After those talks we had a little bit of time for a group discussion. I wasn’t sure if this was going to work well, and I had been writing down some ideas for discussion points, worrying that discussion flow might not be forthcoming. No need to worry though…

We had one question/observation from a chap called Will who said he was new to OpenStreetMap and found contributing via mobile apps wasn’t as easy and approachable as he would have liked (although techy himself he was looking for an easy experience to recommend to less techy friends). That was all we needed to trigger a lively group discussion with ideas for app recommendations, ideas for making things easier, ideas about whether mobile apps are a good way to start, all of which burned through the time quite easily, and we had to continue discussions in the pub.

Additionally we had a good long period before the talks started, to chat amongst ourselves.

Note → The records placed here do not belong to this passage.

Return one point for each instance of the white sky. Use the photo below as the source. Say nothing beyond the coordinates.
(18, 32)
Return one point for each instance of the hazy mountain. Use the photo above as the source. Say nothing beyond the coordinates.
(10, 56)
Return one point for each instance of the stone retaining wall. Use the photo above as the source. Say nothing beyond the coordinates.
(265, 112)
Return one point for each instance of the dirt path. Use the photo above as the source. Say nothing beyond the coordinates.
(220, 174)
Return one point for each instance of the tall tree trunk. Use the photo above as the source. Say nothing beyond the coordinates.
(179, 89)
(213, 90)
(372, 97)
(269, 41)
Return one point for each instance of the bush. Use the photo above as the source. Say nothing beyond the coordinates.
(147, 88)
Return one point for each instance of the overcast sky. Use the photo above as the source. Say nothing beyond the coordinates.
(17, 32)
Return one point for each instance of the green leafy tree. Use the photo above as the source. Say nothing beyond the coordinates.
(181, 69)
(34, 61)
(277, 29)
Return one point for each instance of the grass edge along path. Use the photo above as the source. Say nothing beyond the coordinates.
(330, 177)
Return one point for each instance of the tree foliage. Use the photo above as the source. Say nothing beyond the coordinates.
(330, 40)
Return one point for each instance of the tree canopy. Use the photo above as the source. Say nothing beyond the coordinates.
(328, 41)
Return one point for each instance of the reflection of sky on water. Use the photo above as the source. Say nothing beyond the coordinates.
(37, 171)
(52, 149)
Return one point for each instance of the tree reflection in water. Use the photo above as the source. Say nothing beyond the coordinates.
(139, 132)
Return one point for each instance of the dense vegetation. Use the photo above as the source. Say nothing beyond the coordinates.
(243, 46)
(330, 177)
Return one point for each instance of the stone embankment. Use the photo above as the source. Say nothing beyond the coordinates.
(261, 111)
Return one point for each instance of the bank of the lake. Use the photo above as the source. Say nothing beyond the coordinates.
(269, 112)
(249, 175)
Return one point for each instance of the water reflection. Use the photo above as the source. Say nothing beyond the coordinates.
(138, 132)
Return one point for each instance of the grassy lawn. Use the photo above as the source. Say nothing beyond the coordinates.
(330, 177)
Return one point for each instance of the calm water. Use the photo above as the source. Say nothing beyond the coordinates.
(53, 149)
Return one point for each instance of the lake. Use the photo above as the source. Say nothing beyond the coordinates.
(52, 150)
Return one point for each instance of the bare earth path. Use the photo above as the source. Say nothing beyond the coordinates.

I was trying to advise someone on options and software choices to solve a particular map usage problem. Trying to help people with their map-based projects is one of the main ideas of the event, and the reason for calling it “OpenStreetMap Q&A”. I’m not sure we’ve figured out the ideal format for making that happen yet, but it does happen just with getting people in a room together (with pizza)

Huge thanks to Firefishy for organising and to WeAreFriday for hosting this event! The next one is already being pencilled in. It may happen on the 2nd of May. Join the meet-up group to keep track

Location: Clerkenwell Green, Clerkenwell, London Borough of Islington, London, Greater London, England, EC1R 0EG, United Kingdom

Discussion

Comment from Wynndale on 9 March 2018 at 21:56

Is the Q&A an example of the sort of event we could organise round the OSM UK meeting in Manchester this May?